Spirit of Freedom again brings Candy Drop to the Outer Banks
Published 5:03 pm Wednesday, December 19, 2018
Area children were on hand at the Dare County Regional Airport this past Sunday to participate in a reenactment of the famous 1948-49 Candy Drop over Berlin by a C-54 transport crew.
It was in 1948 that Russia isolated its section of Berlin, which set in motion American, English and French efforts to conduct a massive airlift to provide food and supplies to the German city’s more than two million people.
Among the pilots making humanitarian runs was Gail Halvorsen, at that time a young lieutenant.
During a rare break between flights, Halvorsen was at Tempelhof air field runway in the American sector of Berlin. It was after a brief encounter with several children ages 8 to 13 that the idea for his candy runs hit him.
With so many planes in the air, he told them they would know his plane because he would wiggle the wings as he came over the airport.
Before long, other flight crews joined Halvorsen’s efforts and, along with some attention from the press, a wave of public support brought enough donations for two dozen plane crews to drop 23 tons of chocolate, chewing gum and other candies over various places in Berlin by the end of the airlift.
Now some 70 years later Halvorsen, 98, still runs across some of those children from Berlin, like Karin Edmond of Manteo.
One of the children Halvorsen dropped candy to in Berlin, Edmond connected with him during a Candy Bomber reenactment here on the Outer Banks in 1999.
Since that 1999 meeting, Edmond has not missed any reenactments and is the event’s organizer, working year round to raise donations to help fund the local candy drop part of an annual 10 month tour across the U.S. by the Berlin Airlift Historical Foundation, a group founded in 1988 dedicated to preserving the memory and legacy of the Berlin Airlift of 1948-1949.
According to one of the pilots, Timothy A. Chopp, who is also the founder of the Berlin Airlift Historical Foundation, Dare County is the final stop for the year for the restored C-54 cargo plane.

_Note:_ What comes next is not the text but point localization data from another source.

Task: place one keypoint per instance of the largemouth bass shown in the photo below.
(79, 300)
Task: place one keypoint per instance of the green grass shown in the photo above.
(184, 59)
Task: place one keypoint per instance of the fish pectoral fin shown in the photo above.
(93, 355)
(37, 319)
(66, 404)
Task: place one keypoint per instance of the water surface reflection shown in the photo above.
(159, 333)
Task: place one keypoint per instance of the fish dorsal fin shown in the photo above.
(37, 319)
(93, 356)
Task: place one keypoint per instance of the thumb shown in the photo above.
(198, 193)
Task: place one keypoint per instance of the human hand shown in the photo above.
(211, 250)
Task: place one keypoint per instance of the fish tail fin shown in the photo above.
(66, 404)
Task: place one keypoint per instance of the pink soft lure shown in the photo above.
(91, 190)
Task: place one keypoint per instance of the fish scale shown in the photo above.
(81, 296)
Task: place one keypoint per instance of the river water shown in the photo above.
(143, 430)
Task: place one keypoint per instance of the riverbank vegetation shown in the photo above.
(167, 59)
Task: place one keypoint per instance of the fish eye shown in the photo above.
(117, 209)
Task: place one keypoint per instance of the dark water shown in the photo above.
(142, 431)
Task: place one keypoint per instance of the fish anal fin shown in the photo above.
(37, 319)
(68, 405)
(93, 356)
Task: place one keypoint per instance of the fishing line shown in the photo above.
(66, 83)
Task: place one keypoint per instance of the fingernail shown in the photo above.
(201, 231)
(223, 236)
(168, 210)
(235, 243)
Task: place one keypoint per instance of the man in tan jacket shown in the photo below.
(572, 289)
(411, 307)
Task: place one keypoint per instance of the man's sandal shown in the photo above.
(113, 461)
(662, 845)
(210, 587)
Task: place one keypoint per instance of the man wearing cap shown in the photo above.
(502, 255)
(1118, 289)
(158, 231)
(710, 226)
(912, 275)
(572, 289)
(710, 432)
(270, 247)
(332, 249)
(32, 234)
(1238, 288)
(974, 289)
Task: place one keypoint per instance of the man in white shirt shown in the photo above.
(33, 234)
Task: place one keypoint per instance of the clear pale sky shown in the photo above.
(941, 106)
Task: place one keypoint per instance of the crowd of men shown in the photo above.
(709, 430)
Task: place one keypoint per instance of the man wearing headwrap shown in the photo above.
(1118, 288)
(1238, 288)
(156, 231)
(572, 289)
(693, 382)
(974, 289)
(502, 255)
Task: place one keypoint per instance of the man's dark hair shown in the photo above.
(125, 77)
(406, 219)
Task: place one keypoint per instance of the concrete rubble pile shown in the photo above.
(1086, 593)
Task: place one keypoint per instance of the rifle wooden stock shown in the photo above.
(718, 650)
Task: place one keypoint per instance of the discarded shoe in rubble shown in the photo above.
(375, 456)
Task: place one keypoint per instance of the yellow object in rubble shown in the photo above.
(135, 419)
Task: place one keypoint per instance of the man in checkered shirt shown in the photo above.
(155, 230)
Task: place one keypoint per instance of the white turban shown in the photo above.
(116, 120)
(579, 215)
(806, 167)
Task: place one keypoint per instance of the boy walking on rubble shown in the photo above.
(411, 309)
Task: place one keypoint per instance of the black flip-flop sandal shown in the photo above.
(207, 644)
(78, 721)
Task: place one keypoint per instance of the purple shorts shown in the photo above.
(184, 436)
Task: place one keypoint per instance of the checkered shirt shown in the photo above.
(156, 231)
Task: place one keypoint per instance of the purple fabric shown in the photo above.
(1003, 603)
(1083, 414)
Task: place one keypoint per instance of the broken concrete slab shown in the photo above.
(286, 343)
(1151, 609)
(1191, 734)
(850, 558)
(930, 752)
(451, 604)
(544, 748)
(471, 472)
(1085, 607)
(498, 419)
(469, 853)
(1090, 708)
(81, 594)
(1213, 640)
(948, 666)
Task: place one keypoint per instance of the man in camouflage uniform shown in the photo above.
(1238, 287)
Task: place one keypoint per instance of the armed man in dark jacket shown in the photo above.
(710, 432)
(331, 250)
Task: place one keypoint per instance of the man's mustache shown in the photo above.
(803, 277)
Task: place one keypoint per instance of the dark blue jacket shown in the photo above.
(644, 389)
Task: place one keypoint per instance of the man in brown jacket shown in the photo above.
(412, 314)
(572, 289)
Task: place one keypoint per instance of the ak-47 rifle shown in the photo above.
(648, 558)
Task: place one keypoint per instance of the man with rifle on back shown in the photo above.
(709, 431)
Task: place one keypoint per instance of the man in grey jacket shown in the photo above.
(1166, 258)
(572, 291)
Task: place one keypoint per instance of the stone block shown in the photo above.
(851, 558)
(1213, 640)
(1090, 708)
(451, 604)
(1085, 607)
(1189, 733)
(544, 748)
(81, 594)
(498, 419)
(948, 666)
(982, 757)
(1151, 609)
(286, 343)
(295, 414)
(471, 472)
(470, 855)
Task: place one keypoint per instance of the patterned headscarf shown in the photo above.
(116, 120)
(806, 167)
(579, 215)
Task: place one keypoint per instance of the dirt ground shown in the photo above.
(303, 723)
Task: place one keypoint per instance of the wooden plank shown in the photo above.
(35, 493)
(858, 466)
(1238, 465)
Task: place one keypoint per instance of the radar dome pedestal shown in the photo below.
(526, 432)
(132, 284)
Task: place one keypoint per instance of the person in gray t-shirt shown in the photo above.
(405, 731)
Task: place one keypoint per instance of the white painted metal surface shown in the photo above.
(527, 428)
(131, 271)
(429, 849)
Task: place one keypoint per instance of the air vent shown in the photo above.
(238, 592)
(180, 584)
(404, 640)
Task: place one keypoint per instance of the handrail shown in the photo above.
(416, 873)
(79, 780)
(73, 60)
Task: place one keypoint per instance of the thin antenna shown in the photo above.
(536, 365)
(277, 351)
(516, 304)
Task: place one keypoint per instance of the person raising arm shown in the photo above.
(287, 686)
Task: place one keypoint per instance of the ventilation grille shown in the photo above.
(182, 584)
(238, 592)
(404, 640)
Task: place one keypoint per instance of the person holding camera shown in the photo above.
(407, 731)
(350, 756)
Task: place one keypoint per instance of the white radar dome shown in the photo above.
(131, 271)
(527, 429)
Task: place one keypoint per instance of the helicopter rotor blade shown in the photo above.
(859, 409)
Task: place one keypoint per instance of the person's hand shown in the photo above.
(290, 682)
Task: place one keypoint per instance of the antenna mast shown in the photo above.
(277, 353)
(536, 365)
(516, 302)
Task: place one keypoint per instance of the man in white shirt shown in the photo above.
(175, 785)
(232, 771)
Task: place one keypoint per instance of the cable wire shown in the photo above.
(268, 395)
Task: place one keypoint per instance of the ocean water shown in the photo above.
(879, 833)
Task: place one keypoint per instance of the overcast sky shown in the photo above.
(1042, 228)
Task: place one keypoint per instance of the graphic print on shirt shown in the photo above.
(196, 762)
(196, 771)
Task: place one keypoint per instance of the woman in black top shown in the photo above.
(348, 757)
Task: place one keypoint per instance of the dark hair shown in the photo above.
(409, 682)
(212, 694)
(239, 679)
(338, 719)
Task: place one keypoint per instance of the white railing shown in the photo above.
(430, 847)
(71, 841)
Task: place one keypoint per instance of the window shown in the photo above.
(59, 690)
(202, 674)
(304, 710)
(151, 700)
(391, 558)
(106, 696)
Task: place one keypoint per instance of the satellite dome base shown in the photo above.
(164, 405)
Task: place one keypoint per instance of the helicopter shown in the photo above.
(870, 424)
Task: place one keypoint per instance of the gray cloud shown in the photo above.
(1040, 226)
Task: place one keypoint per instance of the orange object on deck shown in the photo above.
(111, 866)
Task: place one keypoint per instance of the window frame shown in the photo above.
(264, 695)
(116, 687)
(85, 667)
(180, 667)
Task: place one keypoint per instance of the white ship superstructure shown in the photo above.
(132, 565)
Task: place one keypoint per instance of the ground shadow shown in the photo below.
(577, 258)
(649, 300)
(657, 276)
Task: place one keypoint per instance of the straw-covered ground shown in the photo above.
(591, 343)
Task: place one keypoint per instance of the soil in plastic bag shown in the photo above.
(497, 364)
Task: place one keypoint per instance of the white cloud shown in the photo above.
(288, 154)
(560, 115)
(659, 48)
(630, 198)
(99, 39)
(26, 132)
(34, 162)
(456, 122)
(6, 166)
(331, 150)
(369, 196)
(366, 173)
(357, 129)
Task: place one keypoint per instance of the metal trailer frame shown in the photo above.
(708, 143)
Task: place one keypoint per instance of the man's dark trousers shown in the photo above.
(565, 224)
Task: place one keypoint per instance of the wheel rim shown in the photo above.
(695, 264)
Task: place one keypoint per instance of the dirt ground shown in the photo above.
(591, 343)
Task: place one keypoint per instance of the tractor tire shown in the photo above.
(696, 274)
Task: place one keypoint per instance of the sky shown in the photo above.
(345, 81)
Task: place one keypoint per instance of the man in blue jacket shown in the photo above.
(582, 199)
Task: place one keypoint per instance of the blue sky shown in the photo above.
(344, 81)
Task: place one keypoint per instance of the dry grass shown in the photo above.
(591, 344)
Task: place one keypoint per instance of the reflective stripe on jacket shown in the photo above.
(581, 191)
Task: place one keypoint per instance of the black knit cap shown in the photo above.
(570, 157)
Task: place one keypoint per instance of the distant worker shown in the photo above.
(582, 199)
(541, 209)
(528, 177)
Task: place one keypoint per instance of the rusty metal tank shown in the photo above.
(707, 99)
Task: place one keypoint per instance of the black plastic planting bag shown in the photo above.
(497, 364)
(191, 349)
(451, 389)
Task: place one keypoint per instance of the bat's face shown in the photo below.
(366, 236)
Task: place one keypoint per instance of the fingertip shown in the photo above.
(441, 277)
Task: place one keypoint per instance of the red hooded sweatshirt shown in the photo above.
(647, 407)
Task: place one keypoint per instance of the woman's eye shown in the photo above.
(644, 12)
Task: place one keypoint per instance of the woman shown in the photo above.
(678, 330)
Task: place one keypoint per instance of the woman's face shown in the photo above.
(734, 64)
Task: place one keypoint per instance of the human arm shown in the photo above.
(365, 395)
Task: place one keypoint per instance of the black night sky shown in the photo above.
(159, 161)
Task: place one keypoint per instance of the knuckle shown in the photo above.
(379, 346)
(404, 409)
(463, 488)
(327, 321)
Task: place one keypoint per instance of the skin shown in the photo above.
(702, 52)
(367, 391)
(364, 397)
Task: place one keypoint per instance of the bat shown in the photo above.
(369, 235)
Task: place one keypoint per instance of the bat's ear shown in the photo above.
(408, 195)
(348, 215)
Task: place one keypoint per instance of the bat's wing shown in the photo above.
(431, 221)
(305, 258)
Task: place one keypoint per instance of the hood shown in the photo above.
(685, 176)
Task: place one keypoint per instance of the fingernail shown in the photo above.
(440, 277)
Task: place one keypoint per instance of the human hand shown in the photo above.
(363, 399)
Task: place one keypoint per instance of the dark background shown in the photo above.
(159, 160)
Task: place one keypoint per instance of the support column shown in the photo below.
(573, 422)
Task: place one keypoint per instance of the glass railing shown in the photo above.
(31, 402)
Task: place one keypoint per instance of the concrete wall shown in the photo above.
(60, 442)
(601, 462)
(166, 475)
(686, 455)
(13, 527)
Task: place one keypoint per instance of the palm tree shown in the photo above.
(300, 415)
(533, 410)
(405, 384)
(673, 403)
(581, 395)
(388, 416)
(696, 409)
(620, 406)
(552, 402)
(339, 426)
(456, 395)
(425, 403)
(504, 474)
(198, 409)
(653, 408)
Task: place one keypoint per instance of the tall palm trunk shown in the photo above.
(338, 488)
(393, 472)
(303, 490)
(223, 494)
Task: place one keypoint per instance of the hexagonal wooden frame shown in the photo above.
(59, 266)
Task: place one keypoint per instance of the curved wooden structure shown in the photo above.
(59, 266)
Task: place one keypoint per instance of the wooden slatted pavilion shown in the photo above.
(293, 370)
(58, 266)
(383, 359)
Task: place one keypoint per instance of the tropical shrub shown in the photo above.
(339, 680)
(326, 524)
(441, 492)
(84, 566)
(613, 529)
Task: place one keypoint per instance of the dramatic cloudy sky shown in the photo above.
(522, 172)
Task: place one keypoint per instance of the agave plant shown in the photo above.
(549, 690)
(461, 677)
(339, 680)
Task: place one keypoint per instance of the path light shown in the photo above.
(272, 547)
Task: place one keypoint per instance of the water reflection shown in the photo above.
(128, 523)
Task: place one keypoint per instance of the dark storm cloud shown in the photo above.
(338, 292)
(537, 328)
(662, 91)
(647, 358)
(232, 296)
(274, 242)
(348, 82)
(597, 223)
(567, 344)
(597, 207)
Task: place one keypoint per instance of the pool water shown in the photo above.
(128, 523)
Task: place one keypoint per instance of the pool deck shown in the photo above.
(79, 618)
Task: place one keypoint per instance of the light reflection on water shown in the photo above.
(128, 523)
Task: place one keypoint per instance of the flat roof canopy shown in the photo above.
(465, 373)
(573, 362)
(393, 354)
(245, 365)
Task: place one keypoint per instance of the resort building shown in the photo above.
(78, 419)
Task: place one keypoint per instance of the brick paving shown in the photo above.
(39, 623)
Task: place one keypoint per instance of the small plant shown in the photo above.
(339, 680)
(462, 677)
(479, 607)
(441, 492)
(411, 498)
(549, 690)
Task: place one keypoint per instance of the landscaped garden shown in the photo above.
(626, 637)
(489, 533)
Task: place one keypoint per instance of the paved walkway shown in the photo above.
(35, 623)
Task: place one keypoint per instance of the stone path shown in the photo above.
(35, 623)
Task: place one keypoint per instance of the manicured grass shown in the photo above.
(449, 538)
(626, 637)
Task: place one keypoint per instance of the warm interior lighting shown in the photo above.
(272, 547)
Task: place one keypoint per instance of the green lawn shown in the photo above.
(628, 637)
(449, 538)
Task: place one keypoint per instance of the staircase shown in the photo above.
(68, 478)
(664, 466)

This year, the plane was on display all day Saturday. Visitors could tour the inside, which has been converted into a museum dedicated to the airlift with artifacts, displays and related information.
Sunday was the Candy Bomber reenactment, with the 10:35 a.m. December 17 Wright Brothers Monument Flyover on Monday also on the schedule. After the flyover ceremony, Halvorsen headed back to his home in Utah and the C-54, Spirit of Freedom, will be headed for winter maintenance.